Anne is a local resident. She knows better than most the issues and problems faced by Glasgow North East, the product of years of systematic neglect, but she wants to focus on the positive. Although challenged by circumstances and ignored by the centres of power, local residents have incredible reserves of strength and resilience. These are qualities that Anne displays in abundance herself. “I only put myself forward for this area. It’s here, where I live, that I want to represent,” she said. “People told me that it was hopeless, that it would be impossible to overturn a massive Labour majority. But I like a challenge.”
The sun lights her from behind as we chat in the cavern of her campaign office, “I knew this wasn’t going to be easy,” she says urgently. “It’s exhausting, but the only way to get through this campaign is to embrace the exhaustion.”
She tells me about community projects, such as Love Milton, which were begun and are run by local residents who aim to restore a sense of community and improve the local area.
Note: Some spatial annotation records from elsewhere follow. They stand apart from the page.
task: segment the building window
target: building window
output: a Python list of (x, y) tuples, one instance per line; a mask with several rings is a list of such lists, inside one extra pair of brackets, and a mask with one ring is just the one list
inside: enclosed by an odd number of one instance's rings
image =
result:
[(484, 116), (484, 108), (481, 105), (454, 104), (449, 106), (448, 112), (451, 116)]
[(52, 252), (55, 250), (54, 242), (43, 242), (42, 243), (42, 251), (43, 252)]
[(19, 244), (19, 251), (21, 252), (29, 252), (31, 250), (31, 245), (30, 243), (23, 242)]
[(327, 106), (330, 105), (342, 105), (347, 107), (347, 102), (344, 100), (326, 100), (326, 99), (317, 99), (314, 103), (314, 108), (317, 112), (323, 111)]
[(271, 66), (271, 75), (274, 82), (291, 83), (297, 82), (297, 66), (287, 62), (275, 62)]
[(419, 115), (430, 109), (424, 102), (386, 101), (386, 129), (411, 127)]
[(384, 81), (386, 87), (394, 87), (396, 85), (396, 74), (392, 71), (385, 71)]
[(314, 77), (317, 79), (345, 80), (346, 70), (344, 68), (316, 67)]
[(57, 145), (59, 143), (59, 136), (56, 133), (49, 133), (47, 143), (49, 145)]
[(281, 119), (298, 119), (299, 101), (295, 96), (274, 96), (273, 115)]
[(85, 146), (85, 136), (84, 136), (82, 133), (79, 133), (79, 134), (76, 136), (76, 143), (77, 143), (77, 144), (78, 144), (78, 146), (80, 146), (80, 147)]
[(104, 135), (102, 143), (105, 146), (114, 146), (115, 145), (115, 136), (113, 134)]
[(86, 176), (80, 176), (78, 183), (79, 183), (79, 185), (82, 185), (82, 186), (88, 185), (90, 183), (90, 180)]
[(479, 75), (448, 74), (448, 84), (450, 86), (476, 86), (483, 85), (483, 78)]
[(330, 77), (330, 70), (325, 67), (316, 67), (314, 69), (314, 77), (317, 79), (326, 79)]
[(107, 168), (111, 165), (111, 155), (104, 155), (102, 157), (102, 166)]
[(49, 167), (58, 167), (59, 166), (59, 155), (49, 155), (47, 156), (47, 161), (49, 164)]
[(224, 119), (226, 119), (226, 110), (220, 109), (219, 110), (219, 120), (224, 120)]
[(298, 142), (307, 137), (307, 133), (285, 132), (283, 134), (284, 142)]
The strength and determination of people behind projects like Love Milton are the truth about this area – but the media prefers to focus on the social deprivation, the drug abuse, and the short life spans.
Anne’s not blind to the negatives or the great challenges, but she knows that they can best be addressed by local people themselves, taking the initiative into their own hands and not being the passive subjects of a distant power. She sees her role as being a spokesperson and someone who can empower local people, a representative who is part of the community she speaks for.
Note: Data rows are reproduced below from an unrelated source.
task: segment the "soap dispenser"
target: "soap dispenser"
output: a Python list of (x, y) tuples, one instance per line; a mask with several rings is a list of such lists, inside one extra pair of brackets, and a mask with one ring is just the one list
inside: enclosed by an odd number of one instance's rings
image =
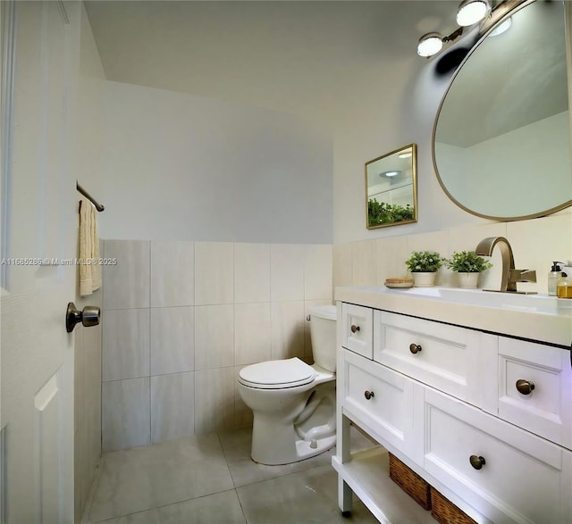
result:
[(564, 268), (568, 272), (562, 271), (562, 276), (556, 285), (556, 295), (559, 298), (572, 298), (572, 268)]
[(562, 266), (563, 262), (553, 262), (551, 272), (548, 273), (548, 295), (556, 296), (558, 281), (562, 277)]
Willie Bain is typical of Labour’s machine politicians, representing an area but not of it. Anne mentions a hustings meeting when she debated Willie, and how during his introductory speech he spoke for several minutes about big power politics between Labour and the Conservatives in London, but didn’t address himself to the concerns of the area he was elected to represent. While he was out canvassing one local resident asked him what he was going to do about the poverty, the low life expectancy, and the drug and alcohol abuse that stalk the streets of Glasgow North East, and his reply was “I’ll look into that for you” as though it was news to him.
Of course you can’t climb a mountain this high without any assistance. Anne can count on the support of an enthusiastic and dedicated team of volunteers who trudge the streets, knock on doors, and deliver leaflets, carrying the message that things can change. Some are young, like Mhairi – who was collating paperwork with the assistance of her young daughter – and David Houston who has taken time away from his PhD in order to campaign.
Others are not so young, like an 84 year old who comes into the office most days to help out, and was a lifelong Labour voter until the referendum made him challenge his own views. “He said you’re never too old to change,” Anne told me.
There’s a change in the air, you can almost taste it. The change is in the smiles of Anne’s volunteers, their excited banter, the enthusiasm and energy with which they set out to canvass and leaflet. They know that Scotland is changing, they know that they’re a part of history, and they’re making it happen. Scotland, and Glasgow North East, can be a better place.
Despite the odds, despite the seat being regarded as impregnable and safe for Labour, Anne and her team have been making steady progress, slowly climbing ever higher, hand hold by hand hold. The canvass returns are better than anyone could have hoped for, and Anne is quietly confident that she’s going to defy expectations and stand on top of the mountain in Glasgow North East.